Messiness, at first sight, is an obstacle. It is something that needs to be tamed in order to successfully produce and interpret biomedical evidence. Can there be good clinical evidence about a “messy” disease? How to build operationalizable data with “messy” populations? This search for order and standardization is simultaneously risky. Achieving internal validity can trade-off with external validity, hence with a loss of relevance to real-world situations. It can also carry problematic assumptions and harness existing power relations.
Messiness, then, can also be seen as something to be embraced, as a positive recognition of a pervasive complexity and relationality at play in medical practice. How to account for the complex dynamics of multi-scalar and multi-actor physiological processes? Is it possible to integrate multiple lines of evidence in a rigorously standardized way? Can there always be a tidy way to translate biomedical evidence into real-life applications? In this view, messiness is an asset to the creation and interpretation of biomedical evidence, a space of freedom to be exploited in a sea of methodological, material and regulatory constraints.

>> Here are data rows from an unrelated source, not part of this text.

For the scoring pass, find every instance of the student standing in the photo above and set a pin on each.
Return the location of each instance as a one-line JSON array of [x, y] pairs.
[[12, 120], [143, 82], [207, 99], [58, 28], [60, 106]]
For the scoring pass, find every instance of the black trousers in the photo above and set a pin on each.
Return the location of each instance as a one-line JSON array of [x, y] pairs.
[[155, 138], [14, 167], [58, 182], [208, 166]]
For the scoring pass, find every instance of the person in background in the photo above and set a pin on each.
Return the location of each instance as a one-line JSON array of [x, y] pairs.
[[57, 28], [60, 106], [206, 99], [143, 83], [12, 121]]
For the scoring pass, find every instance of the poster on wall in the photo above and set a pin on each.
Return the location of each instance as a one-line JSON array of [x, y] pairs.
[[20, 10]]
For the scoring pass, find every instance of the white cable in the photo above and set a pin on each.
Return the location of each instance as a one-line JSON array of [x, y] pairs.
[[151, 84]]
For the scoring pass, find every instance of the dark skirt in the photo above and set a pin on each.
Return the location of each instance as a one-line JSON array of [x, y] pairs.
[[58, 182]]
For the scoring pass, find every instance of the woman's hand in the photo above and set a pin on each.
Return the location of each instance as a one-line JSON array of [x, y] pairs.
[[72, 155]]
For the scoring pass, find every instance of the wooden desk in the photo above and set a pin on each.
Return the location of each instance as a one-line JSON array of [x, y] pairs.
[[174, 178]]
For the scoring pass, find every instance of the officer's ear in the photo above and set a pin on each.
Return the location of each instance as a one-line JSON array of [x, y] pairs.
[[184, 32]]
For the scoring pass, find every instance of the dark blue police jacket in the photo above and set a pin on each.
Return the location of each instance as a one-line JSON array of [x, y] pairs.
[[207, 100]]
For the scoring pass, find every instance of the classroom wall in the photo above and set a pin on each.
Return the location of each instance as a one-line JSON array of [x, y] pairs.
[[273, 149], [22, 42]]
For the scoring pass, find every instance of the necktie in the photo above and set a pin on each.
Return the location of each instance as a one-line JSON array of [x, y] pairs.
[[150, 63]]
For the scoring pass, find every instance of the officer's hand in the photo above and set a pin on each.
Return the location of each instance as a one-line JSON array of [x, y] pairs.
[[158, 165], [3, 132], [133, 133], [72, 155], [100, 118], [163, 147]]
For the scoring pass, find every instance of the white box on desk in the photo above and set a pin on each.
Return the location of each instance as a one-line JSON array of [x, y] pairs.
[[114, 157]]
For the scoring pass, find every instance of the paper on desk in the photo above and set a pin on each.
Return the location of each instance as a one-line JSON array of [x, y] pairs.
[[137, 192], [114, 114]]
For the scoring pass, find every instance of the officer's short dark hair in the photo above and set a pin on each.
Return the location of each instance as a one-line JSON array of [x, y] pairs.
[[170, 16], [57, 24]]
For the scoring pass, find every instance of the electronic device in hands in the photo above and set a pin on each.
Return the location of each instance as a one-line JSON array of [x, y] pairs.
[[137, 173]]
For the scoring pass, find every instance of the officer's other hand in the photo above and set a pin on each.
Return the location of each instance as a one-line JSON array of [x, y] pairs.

In this issue, we propose an interdisciplinary exploration of the ambivalent nature of messiness in the creation and interpretation of biomedical evidence. We welcome contributions across the spectrum of the social sciences to create exchanges and confrontations of discipline-specific approaches, claims and concepts. The emphasis is on an analysis of case studies from 20th/21st-century biomedicine on the following topics:
Sources and levels of messiness in the creation and operationalization of biomedical evidence. How and why is something considered messy/simple?
When and why is messiness an asset/an obstacle to the creation and operationalization of biomedical evidence?
Why is evidence needed? What is considered good evidence? What is this evidence good for?
What tensions arise from the appropriation and valuation of biomedical evidence?
Please submit your paper via the Editorial Manager (VSI: Biomedical evidence), prepared for anonymous review by September 1, 2021.